Se un amico straniero mi chiedesse di illustrargli con una semplice storiella il sunto dei mali che affliggono il nostro paese, non troverei nulla di meglio che fargli leggere le tappe della telenovela che da qualche giorno riempie i giornali nostrani: no, non sto parlando di Renzi-Civati-Cuperlo, ma della querelle esplosa per il controllo del Milan tra Adriano Galliani e Barbara Berlusconi. Vi sono tre punti di questa vicenda che vorrei evidenziare, in quanto esemplificano perfettamente il motivo per cui il nostro paese ha smesso di crescere ed investire sul futuro:

1) Avete notato la levata di scudi contro la decisione di Barbara Berlusconi di mandare via Galliani? Peana da parte di molti giornali, evidenziando i meriti ed i trionfi del pluridecorato manager calcistico. Signori, ma è possibile che dopo quasi trent’anni di onorata carriera uno non debba essere messo da parte?

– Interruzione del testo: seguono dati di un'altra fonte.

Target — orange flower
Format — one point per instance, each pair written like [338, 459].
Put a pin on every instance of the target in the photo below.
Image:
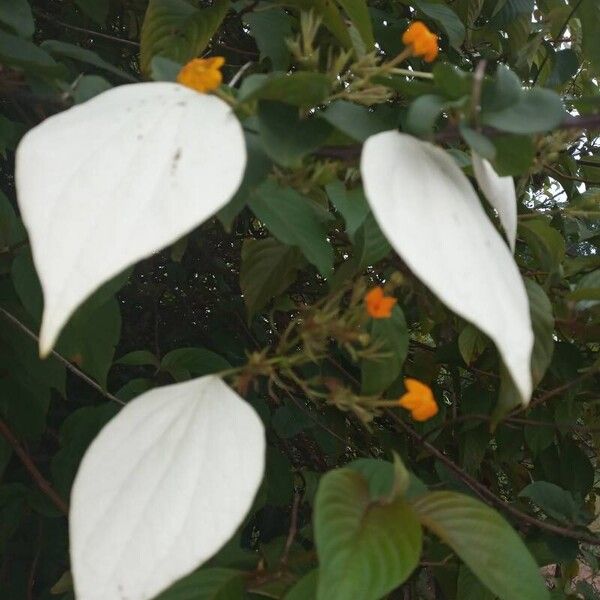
[421, 41]
[202, 74]
[379, 306]
[419, 400]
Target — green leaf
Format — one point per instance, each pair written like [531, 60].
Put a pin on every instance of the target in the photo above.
[542, 320]
[258, 167]
[423, 114]
[356, 121]
[589, 16]
[270, 28]
[478, 142]
[471, 343]
[178, 30]
[370, 245]
[97, 10]
[268, 269]
[296, 221]
[92, 333]
[183, 363]
[391, 338]
[299, 89]
[164, 69]
[207, 584]
[512, 10]
[503, 91]
[352, 205]
[454, 83]
[446, 18]
[565, 65]
[552, 499]
[365, 548]
[539, 438]
[486, 543]
[306, 588]
[91, 336]
[327, 10]
[546, 243]
[514, 154]
[285, 136]
[358, 13]
[89, 86]
[381, 475]
[468, 587]
[16, 14]
[538, 110]
[576, 470]
[66, 50]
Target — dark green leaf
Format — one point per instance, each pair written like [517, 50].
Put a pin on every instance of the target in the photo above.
[268, 269]
[446, 18]
[423, 114]
[207, 584]
[299, 89]
[538, 110]
[486, 543]
[16, 14]
[358, 13]
[66, 50]
[352, 205]
[271, 28]
[365, 549]
[183, 363]
[552, 499]
[295, 221]
[306, 588]
[285, 136]
[178, 30]
[356, 121]
[542, 320]
[97, 10]
[391, 338]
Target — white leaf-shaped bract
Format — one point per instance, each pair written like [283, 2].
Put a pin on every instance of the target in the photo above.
[500, 193]
[111, 181]
[162, 488]
[432, 217]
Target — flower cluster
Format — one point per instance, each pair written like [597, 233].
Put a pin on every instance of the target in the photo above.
[421, 41]
[202, 74]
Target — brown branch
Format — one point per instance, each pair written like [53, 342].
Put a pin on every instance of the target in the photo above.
[293, 529]
[39, 479]
[452, 133]
[80, 374]
[484, 493]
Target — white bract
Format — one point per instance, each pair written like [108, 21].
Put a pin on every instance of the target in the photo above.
[432, 217]
[162, 488]
[107, 183]
[500, 193]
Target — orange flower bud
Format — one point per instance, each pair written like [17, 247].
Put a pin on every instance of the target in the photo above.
[419, 400]
[202, 74]
[421, 41]
[379, 306]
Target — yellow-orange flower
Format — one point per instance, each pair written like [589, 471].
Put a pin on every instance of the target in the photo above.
[379, 306]
[419, 400]
[202, 74]
[421, 41]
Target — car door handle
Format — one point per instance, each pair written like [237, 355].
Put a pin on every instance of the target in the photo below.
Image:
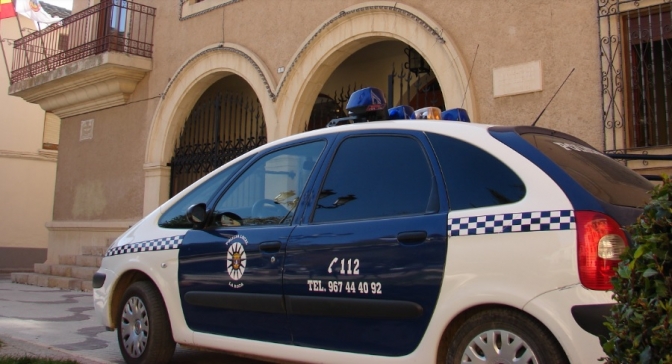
[412, 237]
[270, 246]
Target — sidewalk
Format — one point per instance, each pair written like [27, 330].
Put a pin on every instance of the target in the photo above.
[58, 324]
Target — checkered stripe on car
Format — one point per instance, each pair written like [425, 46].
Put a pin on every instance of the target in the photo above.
[514, 222]
[169, 243]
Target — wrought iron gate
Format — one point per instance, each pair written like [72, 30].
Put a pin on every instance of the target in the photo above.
[414, 91]
[218, 130]
[636, 60]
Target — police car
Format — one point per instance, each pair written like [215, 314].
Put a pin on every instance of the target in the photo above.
[414, 240]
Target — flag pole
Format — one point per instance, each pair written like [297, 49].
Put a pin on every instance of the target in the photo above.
[25, 50]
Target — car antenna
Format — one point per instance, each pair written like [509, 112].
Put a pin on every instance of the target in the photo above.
[549, 101]
[473, 61]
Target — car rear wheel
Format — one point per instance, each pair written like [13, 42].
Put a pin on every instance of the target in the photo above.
[504, 336]
[143, 327]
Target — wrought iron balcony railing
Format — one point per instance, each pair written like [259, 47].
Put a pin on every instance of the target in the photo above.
[109, 26]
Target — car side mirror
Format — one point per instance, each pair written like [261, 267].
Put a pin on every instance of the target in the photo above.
[196, 215]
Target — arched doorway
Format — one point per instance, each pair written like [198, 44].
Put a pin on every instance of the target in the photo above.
[226, 122]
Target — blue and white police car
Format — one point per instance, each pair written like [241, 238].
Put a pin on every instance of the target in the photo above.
[399, 241]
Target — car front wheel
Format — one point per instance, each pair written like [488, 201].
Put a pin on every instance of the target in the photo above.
[504, 336]
[143, 326]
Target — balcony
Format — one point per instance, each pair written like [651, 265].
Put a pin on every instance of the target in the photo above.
[88, 61]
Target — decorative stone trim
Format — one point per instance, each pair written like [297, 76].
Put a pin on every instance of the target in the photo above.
[42, 155]
[274, 95]
[96, 226]
[195, 11]
[343, 14]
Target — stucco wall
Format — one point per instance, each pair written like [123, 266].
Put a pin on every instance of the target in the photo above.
[102, 178]
[28, 172]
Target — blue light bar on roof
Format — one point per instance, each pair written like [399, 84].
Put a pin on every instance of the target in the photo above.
[400, 112]
[366, 100]
[427, 113]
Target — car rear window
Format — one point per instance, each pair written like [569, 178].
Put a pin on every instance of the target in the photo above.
[605, 178]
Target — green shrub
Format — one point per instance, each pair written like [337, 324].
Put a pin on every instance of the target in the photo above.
[640, 325]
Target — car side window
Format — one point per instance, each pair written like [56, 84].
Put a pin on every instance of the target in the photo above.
[268, 192]
[176, 216]
[377, 176]
[474, 177]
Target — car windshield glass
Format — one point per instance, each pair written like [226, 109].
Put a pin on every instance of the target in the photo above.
[605, 178]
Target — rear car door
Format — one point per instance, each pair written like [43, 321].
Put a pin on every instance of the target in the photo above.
[363, 273]
[230, 272]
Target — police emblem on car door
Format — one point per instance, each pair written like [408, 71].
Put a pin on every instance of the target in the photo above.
[230, 273]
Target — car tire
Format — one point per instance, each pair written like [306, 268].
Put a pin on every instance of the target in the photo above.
[143, 326]
[504, 336]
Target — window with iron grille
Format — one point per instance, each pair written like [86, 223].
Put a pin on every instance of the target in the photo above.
[636, 51]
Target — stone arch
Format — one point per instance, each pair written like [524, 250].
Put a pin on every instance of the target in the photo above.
[354, 28]
[198, 73]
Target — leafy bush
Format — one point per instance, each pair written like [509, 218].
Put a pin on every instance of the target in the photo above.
[640, 325]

Ma perché dobbiamo morire soffocati da questa gerontocrazia orribile e scandalizzarci se alla soglia dei 70 anni le persone vengono invitate a farsi da parte? Mi sembra il minimo…perché noi italiani siamo sempre così impazienti con i governi, che facciamo durare al massimo due anni e che vogliamo continuamente cambiare, mentre invece mostriamo un’assurda accondiscendenza verso questi potentati decennali che si auto-perpetuano? E’ facile seguire tutti l’onda della rottamazione; poi però quando tocca a qualcuno che ha saputo creare legami forti con buona parte della stampa, ecco che molti pennivendoli ne prendono le difese. Io ritengo sacrosanto che la figlia di Berlusconi desideri un nuovo management per impostare il futuro e, se Galliani fosse stata una persona di buon senso, si sarebbe fatto da parte senza tanti strepiti.

2) Galliani decide di dimettersi esternando una serie di pensieri, trasmessi ai giornali, molto duri nei confronti della figlia del capo. Poi il giorno dopo va dal paparino a piangere miseria (e battere cassa per il multi-milionario TFR). Tutto risolto, dimissioni rientrate, si è trovata una soluzione grazie all’intermediazione del “papà buono”. Che brutto vizio, tutto italico! In un mondo civile, quando qualcuno si dimette lo fa dopo aver valutato ed esplorato tutte le possibili opzioni alternative e negoziato le condizioni con la controparte. Vi siete mai dimessi dal vostro posto di lavoro? In caso positivo, lo avete sicuramente fatto dopo aver parlato con i vostri capi ed aver ponderato bene i pro e contro. Altrimenti siete probabilmente degli avventati umorali, di quelli che sbattono la porta senza pensare, e poi se ne pentono. Invece ai piani alti si usano le dimissioni tattiche, per forzare la trattativa: insomma, le verifiche e le negoziazioni si fanno post-dimissioni, non ante. Io vorrei vivere in un paese che rendesse irrevocabili, per legge, le dimissioni. Come in Germania. Avete mai sentito di un politico o manager di azienda tedesco che ha ritirato le proprie dimissioni?

3) La fine della vicenda è la parte migliore: si divide la torta in due e, gattopardescamente, si decide di non decidere. Per non scontentare nessuno, si duplicano le cariche per conferire potere e soldi ad entrambi i contendenti, creando un mostro societario giuridico con due amministratori delegati, esperienza piuttosto esotica, ne converrete. Ed io trovo incredibile che nessuno dei due, né Galliani né la Berlusconi, abbiano avuto il buon gusto di rimandare al mittente la soluzione proposta, almeno per salvaguarda la propria dignità personale e professionale.

Badateci bene, in una piccola storiella di calcio e governance ritrovate alcuni degli elementi, a tutti noi familiari, che avvelenano la nostra convivenza civile: la vecchia guardia attaccata alla poltrone che non vuole mollare l’osso, le giravolte condite di mosse tattiche senza la minima vergogna di rimangiarsi la parola, l’incapacità di prendere una linea decisoria concreta e definitiva privilegiando soluzioni spurie per non scontentare nessuno. Freni che impediscono la crescita ed il ricambio generazionale, a tutti i livelli. Dai (teoricamente) più alti – il Milan – ai più bassi – gli ambienti di lavoro di tutti noi.